Learning whom to trust in navigation: dynamically switching between classical and neural planning

Navigation of terrestrial robots is typically addressed either with localization and mapping (SLAM) followed by classical planning on the dynamically created maps, or by machine learning (ML), often through end-to-end training with reinforcement learning (RL) or imitation learning (IL). Recently, modular designs have achieved promising results, and hybrid algorithms that combine ML with classical planning have been proposed. Existing methods implement these combinations with hand-crafted functions, which cannot fully exploit the complementary nature of the policies and the complex regularities between scene structure and planning performance. Our work builds on the hypothesis that the strengths and weaknesses of neural planners and classical planners follow some regularities, which can be learned from training data, in particular from interactions. This is grounded on the assumption that, both, trained planners and the mapping algorithms underlying classical planning are subject to failure cases depending on the semantics of the scene and that this dependence is learnable: for instance, certain areas, objects or scene structures can be reconstructed easier than others. We propose a hierarchical method composed of a high-level planner dynamically switching between a classical and a neural planner. We fully train all neural policies in simulation and evaluate the method in both simulation and real experiments with a LoCoBot robot, showing significant gains in performance, in particular in the real environment. We also qualitatively conjecture on the nature of data regularities exploited by the high-level planner.

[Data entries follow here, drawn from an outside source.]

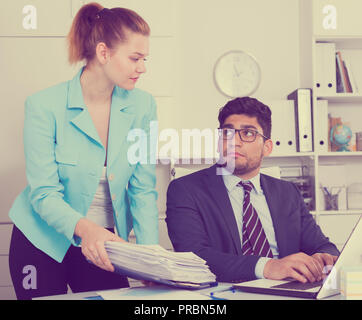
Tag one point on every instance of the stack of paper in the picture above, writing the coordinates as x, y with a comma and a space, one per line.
152, 262
351, 283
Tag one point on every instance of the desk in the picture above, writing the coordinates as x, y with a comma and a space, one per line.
238, 295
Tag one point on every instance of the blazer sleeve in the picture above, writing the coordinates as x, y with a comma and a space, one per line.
46, 191
142, 192
312, 238
187, 232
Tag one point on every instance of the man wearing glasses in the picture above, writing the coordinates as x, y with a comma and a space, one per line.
245, 224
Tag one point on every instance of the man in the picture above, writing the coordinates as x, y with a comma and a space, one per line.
246, 225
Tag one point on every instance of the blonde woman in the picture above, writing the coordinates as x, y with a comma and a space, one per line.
80, 182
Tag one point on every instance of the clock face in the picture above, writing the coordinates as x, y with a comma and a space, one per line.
237, 74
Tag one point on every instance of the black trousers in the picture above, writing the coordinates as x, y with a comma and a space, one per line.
35, 274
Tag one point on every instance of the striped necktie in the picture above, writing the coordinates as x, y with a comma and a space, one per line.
254, 238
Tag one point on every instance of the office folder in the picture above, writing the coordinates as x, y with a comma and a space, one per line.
283, 128
156, 264
325, 68
149, 277
321, 127
303, 119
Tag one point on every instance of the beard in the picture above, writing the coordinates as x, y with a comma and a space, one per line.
241, 167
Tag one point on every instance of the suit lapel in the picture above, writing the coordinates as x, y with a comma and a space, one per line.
215, 184
84, 123
275, 204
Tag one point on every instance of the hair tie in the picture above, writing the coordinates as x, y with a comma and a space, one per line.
101, 12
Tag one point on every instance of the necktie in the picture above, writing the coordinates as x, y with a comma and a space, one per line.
254, 238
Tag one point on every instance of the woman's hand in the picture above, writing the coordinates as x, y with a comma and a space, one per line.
93, 237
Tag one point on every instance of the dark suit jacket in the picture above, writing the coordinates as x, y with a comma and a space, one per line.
200, 219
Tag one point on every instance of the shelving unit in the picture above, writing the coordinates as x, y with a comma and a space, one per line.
347, 37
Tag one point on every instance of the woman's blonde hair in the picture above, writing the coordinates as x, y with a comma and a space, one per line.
94, 23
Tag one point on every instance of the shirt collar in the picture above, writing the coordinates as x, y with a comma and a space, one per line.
231, 181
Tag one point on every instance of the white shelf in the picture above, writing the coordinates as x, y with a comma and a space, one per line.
291, 155
342, 98
340, 154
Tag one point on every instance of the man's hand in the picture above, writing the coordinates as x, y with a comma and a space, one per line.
298, 266
326, 260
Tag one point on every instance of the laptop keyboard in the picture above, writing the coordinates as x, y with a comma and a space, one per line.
296, 285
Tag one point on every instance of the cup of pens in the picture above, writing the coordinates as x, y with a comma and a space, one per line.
331, 198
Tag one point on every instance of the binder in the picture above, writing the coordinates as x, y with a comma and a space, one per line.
325, 68
302, 98
321, 129
283, 126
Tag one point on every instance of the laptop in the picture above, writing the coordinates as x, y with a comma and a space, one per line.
351, 256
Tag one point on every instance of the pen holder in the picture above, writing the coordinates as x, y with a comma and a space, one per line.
331, 201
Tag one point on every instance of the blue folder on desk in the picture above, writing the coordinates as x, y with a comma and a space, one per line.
176, 284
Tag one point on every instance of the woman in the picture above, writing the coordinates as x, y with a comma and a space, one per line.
80, 182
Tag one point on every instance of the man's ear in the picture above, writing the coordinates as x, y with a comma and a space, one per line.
268, 148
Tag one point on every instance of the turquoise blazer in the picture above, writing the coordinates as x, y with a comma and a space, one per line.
64, 162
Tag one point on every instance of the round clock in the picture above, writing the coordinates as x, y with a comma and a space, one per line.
237, 74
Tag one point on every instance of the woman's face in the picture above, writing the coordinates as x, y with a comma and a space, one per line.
126, 62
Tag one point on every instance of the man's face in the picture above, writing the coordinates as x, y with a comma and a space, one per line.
244, 157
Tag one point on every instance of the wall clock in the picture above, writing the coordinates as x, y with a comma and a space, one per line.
237, 74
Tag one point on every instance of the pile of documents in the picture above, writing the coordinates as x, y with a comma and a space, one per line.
351, 283
152, 262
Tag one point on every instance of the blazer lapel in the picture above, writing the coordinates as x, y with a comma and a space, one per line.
275, 205
121, 120
216, 186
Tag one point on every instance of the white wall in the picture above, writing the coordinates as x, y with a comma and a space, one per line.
187, 39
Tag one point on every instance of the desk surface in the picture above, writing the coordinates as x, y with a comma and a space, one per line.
237, 295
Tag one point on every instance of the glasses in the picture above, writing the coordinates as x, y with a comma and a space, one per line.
246, 135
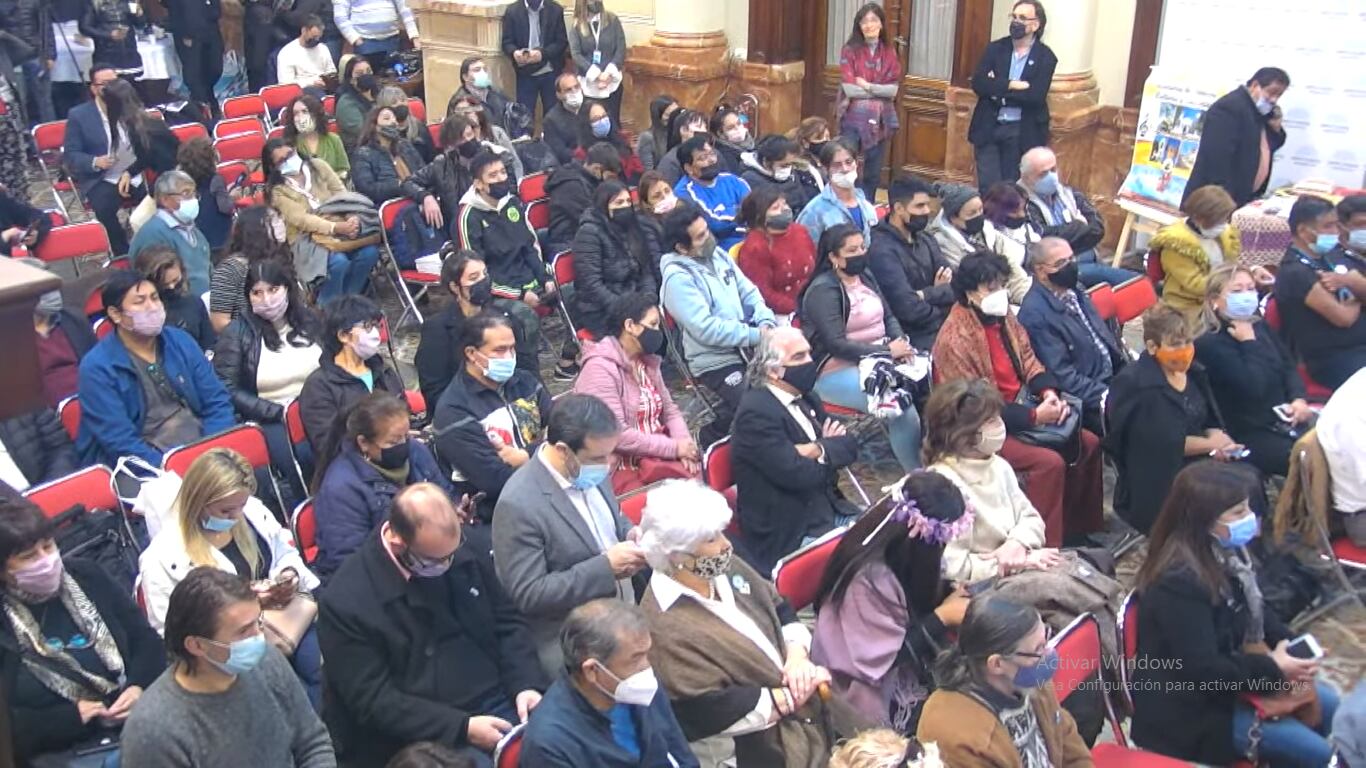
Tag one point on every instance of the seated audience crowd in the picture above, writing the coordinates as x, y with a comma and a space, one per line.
414, 566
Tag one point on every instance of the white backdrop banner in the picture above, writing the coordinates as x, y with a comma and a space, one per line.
1321, 44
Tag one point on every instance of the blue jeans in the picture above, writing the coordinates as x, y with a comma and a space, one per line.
349, 272
842, 388
1093, 272
1287, 742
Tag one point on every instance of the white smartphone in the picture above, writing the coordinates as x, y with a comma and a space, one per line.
1305, 647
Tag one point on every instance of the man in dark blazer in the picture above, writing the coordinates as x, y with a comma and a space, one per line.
421, 641
1011, 82
787, 453
1067, 334
90, 164
534, 40
559, 537
1242, 131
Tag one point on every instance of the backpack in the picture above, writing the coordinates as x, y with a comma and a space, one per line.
413, 238
103, 537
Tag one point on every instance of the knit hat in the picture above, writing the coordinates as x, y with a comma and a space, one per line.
954, 197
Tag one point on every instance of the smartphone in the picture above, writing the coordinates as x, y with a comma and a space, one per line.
1305, 647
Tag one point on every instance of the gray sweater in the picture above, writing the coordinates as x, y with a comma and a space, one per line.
264, 719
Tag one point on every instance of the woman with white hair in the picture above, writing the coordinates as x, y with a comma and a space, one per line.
727, 647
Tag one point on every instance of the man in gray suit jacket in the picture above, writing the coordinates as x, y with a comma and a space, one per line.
559, 537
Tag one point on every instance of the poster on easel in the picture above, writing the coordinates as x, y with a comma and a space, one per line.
1171, 120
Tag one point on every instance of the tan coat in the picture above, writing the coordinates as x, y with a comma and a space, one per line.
970, 734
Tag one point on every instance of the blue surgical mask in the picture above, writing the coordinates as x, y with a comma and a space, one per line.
1242, 305
500, 368
1047, 186
243, 655
217, 525
1040, 673
1241, 532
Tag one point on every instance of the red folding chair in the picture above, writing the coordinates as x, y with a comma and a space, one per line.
279, 96
246, 439
49, 140
508, 752
305, 525
798, 576
424, 282
90, 487
186, 131
75, 242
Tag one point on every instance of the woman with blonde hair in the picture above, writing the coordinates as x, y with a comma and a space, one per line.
219, 522
1251, 376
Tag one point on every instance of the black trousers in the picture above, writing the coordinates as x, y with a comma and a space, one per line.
105, 202
201, 63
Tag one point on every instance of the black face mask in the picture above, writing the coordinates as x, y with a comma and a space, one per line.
394, 457
1064, 278
652, 342
855, 264
802, 377
481, 291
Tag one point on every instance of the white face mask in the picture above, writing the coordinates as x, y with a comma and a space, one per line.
996, 304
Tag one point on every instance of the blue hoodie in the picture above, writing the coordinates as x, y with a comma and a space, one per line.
716, 305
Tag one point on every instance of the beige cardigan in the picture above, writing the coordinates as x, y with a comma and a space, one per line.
1001, 513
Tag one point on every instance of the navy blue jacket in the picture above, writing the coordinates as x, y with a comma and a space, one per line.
112, 405
1066, 347
354, 499
568, 731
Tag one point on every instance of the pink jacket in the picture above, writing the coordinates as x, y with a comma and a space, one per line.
607, 375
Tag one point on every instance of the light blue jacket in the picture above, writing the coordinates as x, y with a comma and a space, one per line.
716, 306
827, 211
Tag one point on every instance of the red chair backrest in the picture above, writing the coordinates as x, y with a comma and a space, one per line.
70, 413
249, 105
294, 424
241, 146
798, 576
533, 187
74, 241
245, 439
279, 96
89, 487
186, 131
1103, 297
1133, 298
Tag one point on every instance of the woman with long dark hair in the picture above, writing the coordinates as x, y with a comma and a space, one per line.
884, 610
267, 354
995, 707
1201, 612
870, 71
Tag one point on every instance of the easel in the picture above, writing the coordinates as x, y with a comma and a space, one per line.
1139, 217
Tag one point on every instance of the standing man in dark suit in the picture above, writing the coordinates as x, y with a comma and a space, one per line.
787, 453
92, 164
194, 25
559, 537
1011, 82
421, 641
1242, 133
534, 40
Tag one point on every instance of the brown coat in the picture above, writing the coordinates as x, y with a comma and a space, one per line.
960, 349
970, 734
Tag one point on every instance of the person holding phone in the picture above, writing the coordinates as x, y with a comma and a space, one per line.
1201, 612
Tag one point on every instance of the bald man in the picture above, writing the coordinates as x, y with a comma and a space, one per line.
787, 453
1067, 334
421, 642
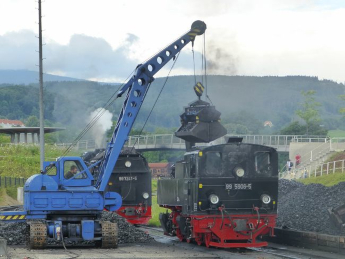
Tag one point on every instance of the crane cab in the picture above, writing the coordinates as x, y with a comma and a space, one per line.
69, 172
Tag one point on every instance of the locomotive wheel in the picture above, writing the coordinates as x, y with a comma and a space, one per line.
36, 235
109, 234
207, 238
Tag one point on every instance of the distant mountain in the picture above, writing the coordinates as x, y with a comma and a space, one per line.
29, 77
242, 100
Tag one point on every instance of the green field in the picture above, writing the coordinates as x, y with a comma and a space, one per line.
336, 133
327, 180
24, 160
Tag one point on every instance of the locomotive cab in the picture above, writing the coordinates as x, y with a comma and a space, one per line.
223, 195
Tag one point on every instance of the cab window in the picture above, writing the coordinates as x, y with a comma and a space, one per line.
263, 167
213, 163
51, 170
72, 168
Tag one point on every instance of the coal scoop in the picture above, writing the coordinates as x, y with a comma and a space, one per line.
200, 122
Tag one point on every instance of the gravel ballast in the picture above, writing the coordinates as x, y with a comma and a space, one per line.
305, 207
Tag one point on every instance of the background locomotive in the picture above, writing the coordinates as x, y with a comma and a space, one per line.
131, 178
223, 195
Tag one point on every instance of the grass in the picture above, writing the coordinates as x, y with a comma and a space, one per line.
336, 133
327, 180
24, 160
156, 210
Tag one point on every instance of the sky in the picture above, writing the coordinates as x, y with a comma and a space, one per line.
104, 40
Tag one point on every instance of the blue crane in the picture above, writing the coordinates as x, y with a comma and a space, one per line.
65, 201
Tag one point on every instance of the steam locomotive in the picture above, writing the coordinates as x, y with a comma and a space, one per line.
222, 195
131, 178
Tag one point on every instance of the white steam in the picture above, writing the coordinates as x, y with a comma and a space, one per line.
102, 125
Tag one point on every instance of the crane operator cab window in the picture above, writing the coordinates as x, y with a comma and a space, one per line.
51, 170
263, 167
73, 169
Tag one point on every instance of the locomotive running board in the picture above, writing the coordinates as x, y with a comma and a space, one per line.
237, 245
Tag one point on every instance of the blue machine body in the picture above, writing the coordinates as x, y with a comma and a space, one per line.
73, 204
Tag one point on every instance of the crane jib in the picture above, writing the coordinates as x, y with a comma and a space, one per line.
137, 88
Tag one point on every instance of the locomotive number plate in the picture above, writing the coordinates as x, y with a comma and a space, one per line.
128, 178
238, 186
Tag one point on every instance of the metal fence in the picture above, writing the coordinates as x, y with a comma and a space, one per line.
315, 170
12, 181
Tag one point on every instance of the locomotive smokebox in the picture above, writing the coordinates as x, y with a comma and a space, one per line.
200, 123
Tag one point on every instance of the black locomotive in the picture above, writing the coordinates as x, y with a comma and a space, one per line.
131, 178
223, 195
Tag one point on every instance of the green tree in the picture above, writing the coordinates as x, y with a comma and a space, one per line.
309, 112
342, 110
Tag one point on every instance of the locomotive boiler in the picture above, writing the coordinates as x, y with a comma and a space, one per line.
223, 195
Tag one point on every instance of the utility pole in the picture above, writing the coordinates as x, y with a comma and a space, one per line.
41, 136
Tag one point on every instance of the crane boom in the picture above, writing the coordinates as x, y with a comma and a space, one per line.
137, 88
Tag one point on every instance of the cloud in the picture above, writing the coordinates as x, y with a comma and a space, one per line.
83, 57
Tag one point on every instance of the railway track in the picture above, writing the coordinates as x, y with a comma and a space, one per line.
273, 250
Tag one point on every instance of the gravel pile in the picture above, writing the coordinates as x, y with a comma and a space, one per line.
15, 233
127, 232
304, 207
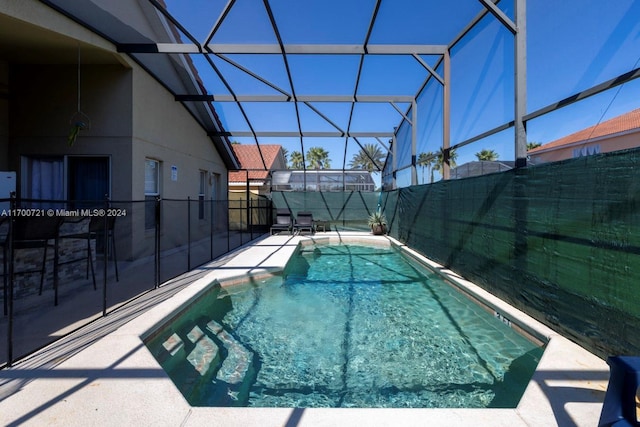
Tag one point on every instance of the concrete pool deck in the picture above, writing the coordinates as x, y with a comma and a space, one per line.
116, 380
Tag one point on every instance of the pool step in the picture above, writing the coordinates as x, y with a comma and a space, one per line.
205, 352
237, 368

翻译：地面机器人的导航通常通过定位与地图构建（SLAM）随后在动态创建地图上进行经典规划来实现，或通过机器学习（ML）实现，通常采用强化学习（RL）或模仿学习（IL）进行端到端训练。近年来，模块化设计取得了有前景的成果，并提出了将ML与经典规划相结合的混合算法。现有方法通过手工设计的函数实现这些组合，无法充分利用策略的互补性以及场景结构与规划性能之间的复杂规律。我们的工作基于以下假设：神经规划器与经典规划器的优势和劣势遵循某种规律，这些规律可从训练数据中学习，特别是从交互中学习。这一假设基于如下认识：经过训练的规划器和经典规划所依赖的映射算法均会因场景语义而失败，且这种依赖性是可学习的——例如，某些区域、物体或场景结构比其他更易重建。我们提出一种分层方法，该方法由高层规划器动态切换经典规划器与神经规划器组成。我们在仿真中完全训练所有神经策略，并使用LoCoBot机器人在仿真和真实实验中评估该方法，结果显示在性能上有显著提升，尤其在真实环境中。我们还定性推测了高层规划器所利用的数据规律的本质。